Kuş ve karınca dilini bilen, hükümdar peygamberlerden biri olan, insanlardan, cinlerden ve kuşlardan ordusu bulunan, Davud peygamberin oğlu Süleyman (as), ordusu ile karınca vadisine gelir, bir karıncanın,  “Ey karıncalar! Yuvalarınıza girin, Süleyman ve orduları farkında olmadan sizi ezmesin” dediğini duyar, karıncanın sözüne güler (Neml, 27/15–19) ve Allah’a şöyle dua eder: 

فَتَبَسَّمَ ضَاحِكاً مِنْ قَوْلِهَا وَقَالَ رَبِّ اَوْزِعْنٖٓي اَنْ اَشْكُرَ نِعْمَتَكَ الَّتٖٓي اَنْعَمْتَ عَلَيَّ وَعَلٰى وَالِدَيَّ وَاَنْ اَعْمَلَ صَالِحاً تَرْضٰيهُ وَاَدْخِلْنٖي بِرَحْمَتِكَ فٖي عِبَادِكَ الصَّالِحٖينَ

 Onun bu sözünden dolayı Süleyman neşeyle gülümsedi ve “Ey rabbim!” dedi, “Gerek bana gerekse anne babama verdiğin nimete şükretmeye ve hoşnut olacağın iyi işler yapmaya beni muvaffak kıl.

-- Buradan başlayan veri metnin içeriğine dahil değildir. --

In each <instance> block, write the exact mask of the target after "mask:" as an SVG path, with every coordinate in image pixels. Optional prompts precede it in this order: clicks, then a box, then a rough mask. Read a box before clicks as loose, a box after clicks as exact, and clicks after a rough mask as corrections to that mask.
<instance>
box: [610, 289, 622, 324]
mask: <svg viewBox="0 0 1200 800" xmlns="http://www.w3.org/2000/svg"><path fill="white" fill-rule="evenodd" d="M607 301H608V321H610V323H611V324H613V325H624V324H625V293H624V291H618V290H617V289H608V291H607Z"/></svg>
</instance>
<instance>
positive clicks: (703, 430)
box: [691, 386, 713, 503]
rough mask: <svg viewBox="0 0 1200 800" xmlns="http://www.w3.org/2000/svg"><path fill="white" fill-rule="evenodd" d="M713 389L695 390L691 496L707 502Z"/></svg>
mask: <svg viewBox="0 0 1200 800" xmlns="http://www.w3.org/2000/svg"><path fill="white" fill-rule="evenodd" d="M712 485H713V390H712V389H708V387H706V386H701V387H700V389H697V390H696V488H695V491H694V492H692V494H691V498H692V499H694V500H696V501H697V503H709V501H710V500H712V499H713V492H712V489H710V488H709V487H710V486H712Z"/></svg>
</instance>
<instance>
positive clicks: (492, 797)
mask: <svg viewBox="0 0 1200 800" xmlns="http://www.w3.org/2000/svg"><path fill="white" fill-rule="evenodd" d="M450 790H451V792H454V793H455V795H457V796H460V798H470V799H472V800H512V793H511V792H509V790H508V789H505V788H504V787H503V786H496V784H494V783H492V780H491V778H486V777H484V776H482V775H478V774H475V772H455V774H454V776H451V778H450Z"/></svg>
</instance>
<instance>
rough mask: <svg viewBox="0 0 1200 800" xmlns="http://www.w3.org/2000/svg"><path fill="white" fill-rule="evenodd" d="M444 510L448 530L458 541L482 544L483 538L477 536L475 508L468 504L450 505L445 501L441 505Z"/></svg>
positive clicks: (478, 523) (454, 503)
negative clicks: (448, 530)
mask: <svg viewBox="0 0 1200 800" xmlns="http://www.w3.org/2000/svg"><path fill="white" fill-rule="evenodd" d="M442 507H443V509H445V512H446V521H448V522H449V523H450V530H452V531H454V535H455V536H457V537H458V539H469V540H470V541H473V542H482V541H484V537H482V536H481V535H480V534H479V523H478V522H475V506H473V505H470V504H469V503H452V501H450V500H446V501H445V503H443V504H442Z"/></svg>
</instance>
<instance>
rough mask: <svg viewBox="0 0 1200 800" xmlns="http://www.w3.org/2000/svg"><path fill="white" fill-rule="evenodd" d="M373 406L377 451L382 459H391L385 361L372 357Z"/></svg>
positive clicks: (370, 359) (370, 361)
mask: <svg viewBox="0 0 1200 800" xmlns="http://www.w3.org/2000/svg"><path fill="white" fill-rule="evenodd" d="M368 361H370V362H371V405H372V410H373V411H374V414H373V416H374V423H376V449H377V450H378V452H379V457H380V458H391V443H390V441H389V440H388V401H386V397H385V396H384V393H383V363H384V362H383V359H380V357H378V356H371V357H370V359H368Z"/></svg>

Rahmetinle beni iyi kullarının arasına kat!”  (Neml, 27/19) 

Hz.Süleyman (as), şiddetli bir hastalığa yakalanır, cansız ceset denecek hâle gelir, sonra tekrar sağlığına kavuşur ve Allah’a şöyle dua eder:

قَالَ رَبِّ اغْفِرْ لٖي وَهَبْ لٖي مُلْكاً لَا يَنْبَغٖي لِاَحَدٍ مِنْ بَعْدٖيۚ اِنَّكَ اَنْتَ الْوَهَّابُ 

“Ey Rabbim! Beni bağışla ve bana benden sonra kimseye lâyık olmayacak bir mülk / hükümranlık bahşet. Şüphesiz, Sen çok bahşedicisin.” (Sâd, 38/35) 

Yüce Allah, duasını kabul eder. Rüzgârı emrine verir, cinleri ona boyun eğdirir. (bk. Sâd, 36–38)

Süleyman (as)’ın duasında yüce Allah’tan;

Nimete şükredebilmeyi nasip etmesini,

- Salih ameller işleyebilmesini,

- Salih kulları arasına dâhil etmesini,

- Bağışlamasını, - Mülk / saltanat vermesini istemiştir. Süleyman (as)’ın Allah’tan hem dünya, hem ahiret, hem maddî hem manevî isteklerde bulunduğunu ve duasında Allah’ın güzel isimlerini zikrettiğini öğreniyoruz.